Gli unici a dover parlare e fornire una risposta sono ora i responsabili di questa strage, coloro che dovevano vigilare e non l’hanno fatto, la politica, di destra e di sinistra, che ha ignorato la situazione delle nostre scuole, tagliato progressivamente risorse e prorogato la 626/94. Il governo, il cui leader ha parlato di “fatalità“, ha continuato a ridurre ulteriormente i fondi deputati all’edilizia e non è stato presente al funerale di Vito. Forse meglio così.

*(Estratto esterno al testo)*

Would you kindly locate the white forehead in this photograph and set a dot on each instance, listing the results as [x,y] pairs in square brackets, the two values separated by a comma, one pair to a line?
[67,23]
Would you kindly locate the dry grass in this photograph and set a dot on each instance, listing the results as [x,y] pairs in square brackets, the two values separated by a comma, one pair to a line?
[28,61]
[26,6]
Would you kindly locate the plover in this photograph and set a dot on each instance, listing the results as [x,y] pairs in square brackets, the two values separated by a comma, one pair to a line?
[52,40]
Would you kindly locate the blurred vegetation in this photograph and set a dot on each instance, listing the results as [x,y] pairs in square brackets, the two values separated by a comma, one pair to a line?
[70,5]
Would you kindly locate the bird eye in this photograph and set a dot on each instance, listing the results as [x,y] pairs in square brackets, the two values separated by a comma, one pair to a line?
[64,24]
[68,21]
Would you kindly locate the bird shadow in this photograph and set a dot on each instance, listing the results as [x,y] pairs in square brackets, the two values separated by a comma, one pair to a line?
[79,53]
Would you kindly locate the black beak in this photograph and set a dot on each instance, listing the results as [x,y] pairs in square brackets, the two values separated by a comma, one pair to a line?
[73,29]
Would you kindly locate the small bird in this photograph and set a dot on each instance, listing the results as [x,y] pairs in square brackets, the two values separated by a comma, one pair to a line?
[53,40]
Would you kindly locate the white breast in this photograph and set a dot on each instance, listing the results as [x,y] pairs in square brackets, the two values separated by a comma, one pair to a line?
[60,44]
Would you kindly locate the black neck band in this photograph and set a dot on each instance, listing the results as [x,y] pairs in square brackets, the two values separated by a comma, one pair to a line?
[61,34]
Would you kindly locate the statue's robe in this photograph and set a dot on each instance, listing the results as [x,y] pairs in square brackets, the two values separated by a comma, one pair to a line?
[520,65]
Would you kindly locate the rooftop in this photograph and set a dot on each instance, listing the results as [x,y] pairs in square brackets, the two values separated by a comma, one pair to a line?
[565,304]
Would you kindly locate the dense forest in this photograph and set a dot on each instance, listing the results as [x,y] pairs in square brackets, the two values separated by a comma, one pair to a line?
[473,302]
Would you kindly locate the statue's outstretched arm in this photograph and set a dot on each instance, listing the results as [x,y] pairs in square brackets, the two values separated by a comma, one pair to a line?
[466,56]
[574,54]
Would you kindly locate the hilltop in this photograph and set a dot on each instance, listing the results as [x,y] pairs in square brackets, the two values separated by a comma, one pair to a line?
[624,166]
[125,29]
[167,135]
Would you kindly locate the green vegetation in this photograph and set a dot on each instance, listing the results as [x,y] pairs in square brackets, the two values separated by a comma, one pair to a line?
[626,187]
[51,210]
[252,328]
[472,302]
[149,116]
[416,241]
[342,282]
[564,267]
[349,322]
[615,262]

Noi, invece, dobbiamo rispettare il cordoglio e la rabbia. Dobbiamo prevenire altri episodi di questo tipo, dando risposte serie ed efficaci. Non credo che una manifestazione di piazza lo sia, sinceramente. Il problema che affligge l’edilizia è grave e complesso, in parte è dovuto a una precisa volontà politica e a una scarsa attenzione dei governi, in parte è causato dalla mancanza di fondi degli enti locali e dalla difficoltà a intervenire su tutti gli edifici da mettere a norma.
Riteniamo tuttavia che una risposta progressiva e reale c’è.
- Un’anagrafe degli edifici scolastici;
- un piano straordinario sull’edilizia e la messa in sicurezza da un miliardo di euro;
- l’individuazione delle priorità di intervento, un maggiore monitoraggio da parte degli enti locali e un intervento in tal senso delle Consulte Provinciali degli Studenti.
La domanda vera è: noi, ad Agropoli, cosa possiamo fare? La risposta è semplice. Possiamo, come abbiamo sempre fatto, portare avanti un dialogo chiarificatore con l’amministrazione, i tecnici, l’Assessore Provinciale alla Scuola Pasquale Stanzione, le parti sindacali, i dirigenti scolastici. Possiamo essere noi gli “ispettori” attenti a monitorare queste situazioni, possiamo portare avanti un controllo istituzionale serrato e a cadenze mensili con le parti in causa, per redigere, alla fine dell’anno scolastico, un quaderno bianco dell’edilizia scolastica della nostra Città.
Se ognuno nel suo piccolo si dedicasse a questi problemi, ce ne sarebbero molti di meno. Applicheremo questa linea e chiederemo che venga presa ad esempio dalla nostra Provincia, tramite un intervento e una proposta presentata alla Consulta di Salerno.
Il nostro appello è dunque non quello di urlare una tantum a squarciagola che lo status quo va cambiato, ma di lavorare giorno per giorno affinché si protragga un impegno quotidiano. E i responsabili non dobbiamo essere noi rappresentanti, non solo le altre parti, non solo i sindacati dei lavoratori e quelli studenteschi. I responsabili devono essere gli studenti tutti, tutti voi, tutti noi, senza eccezione alcuna. Non c’è bisogno di grandi azioni e di piazze piene, basta che ognuno presti interesse alla sua aula, al suo corridoio, alla sua scuola, alla sua Città. Basta una segnalazione, una parola, una richiesta, un’osservazione. Se fatta con costanza è più importante di qualsiasi mobilitazione.
La condizione necessaria per farci sentire è innanzitutto ascoltare, ascoltarci, essere i primi ad indignarsi non solo quando qualcuno muore, bensì costantemente. Un grande uomo della nostra Italia disse in punto di morte: “Compagni, proseguite il vostro lavoro… casa per casa… strada per strada…”. Era il 1984, sono passati 24 anni, quel messaggio è ancora valido, soprattutto per noi, per gli studenti, per i giovani, per chi oggi non facilmente si coinvolge. Noi ci proviamo, crediamo sia la strada migliore. Tolto questo, resta solo il silenzio. Il silenzio di chi soffre.